JH: Especially if you’re running a practice with a lots of mouths to feed.
SG: Yes, exactly. Occasionally you think: wouldn’t it be nice to have one of those jo
bs that, at the end of the day, you can just forget about. Sometimes I get home and I just don’t want to talk. You have to do other things; I have to keep fit and maintain friendships but I’m not very good at that. Thankfully, I have Janey for that. Also, I’ve started to read things that aren’t about architecture. Plus, I run – and we tramp as well as ski. It’s difficult to think entirely about architecture and I’m not sure it’s entirely helpful.
JH: You can live easily within a bubble in the architectural world.
SG: Yes. It’s a bit like what I was saying about Italian, Scandinavian and Māori culture: it’s not isolated, it’s holistic. If you do live in a bubble, I imagine that your architecture must suffer – it’s not going to be a real meaningful thing. There is a lot of architecture that I’ve lost interest in.
JH: That happens when you’ve looked at a lot of architecture.
SG: The fundamentals of architecture is that you have to create space. But so much architecture is worried about sculptural form and sometimes that creates amazing spaces but, frequently, it doesn’t. There is a difference between architecture and product design and sculpture. I think there is a mind and a skill that some people have about creating form. Zaha Hadid and Frank Gehry are two of the most famous architects in the world and they’re creating what I believe to be sculptural architecture. But what is important to me is the creation of space.
JH: And what is space for? People.
SG: Absolutely, it’s about people. It’s for occupation and habitation. It’s about living. When I was at the School of Architecture, John Gray was teaching architectural communication and he was a great sketcher; he would measure up a Victorian house with a tape measure and make us all do it and then draw the house freehand from the measurements with all of the furniture in it.
Now, it’s something I do all of the time. A lot of the work we do is corporate interior design where we are not changing the base building significantly but inhabiting an existing space – recycling or repurposing an existing building, like the City Gallery or Conservation House, or the work we’re doing in Hutt City at the moment. Here, you always draw the furniture and the partitions – the hard and soft fit-outs. You need to know how a building will work.
JH: It’s so frustrating to see a beautiful building that’s dysfunctional.
SG: As an architect, it’s a fascinating thing to understand why something doesn’t work and what could have been done differently.
JH: You need to be so judgmental of yourself, don’t you?

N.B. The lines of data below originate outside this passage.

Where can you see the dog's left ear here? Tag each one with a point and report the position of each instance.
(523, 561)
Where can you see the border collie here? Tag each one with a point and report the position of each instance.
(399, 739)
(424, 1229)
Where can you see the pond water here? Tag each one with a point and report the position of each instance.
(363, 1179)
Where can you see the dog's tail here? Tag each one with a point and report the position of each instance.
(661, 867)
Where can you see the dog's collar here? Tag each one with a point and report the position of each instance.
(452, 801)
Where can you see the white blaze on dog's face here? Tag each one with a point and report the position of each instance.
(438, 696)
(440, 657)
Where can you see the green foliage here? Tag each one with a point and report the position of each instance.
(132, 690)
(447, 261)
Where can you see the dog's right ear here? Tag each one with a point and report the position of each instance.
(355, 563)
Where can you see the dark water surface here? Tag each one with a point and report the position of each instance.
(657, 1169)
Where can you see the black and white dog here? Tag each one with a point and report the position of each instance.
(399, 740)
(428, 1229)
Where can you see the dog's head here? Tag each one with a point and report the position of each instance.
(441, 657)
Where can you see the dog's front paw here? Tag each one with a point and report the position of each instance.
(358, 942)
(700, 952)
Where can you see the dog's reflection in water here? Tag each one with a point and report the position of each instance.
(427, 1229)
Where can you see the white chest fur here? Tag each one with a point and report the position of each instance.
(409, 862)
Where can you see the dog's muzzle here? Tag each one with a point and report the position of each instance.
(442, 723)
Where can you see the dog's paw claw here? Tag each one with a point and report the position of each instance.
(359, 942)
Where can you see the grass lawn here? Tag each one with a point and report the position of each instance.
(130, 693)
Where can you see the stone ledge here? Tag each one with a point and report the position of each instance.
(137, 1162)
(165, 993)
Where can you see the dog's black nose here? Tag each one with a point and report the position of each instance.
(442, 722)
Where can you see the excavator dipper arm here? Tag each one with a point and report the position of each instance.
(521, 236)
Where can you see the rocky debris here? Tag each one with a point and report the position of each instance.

SG: If you can get every aspect right, you’re doing bloody well but the reality is that you don’t. So, habitation and occupation are very important to me. City Gallery, which I worked on for a 20–25-year period, is flexible and adaptable; it changes and has a new life every time you’re there. But it’s also a good vehicle for hanging art and I’m really proud of those spaces, which have a degree of character but also a degree of neutrality sufficient to allow new things to happen there.
The Barcelona pavilion would have to be one of my favourite buildings but I don’t believe that it would be as good if it didn’t have that sculpture in the pool at the end because, the way that you experience the building, it’s almost as if it was designed to host that sculpture. There are a few other elements, like a Barcelona chair and some curtains, but it’s not one of those spaces that would be rewarded for having a whole lot of life in it.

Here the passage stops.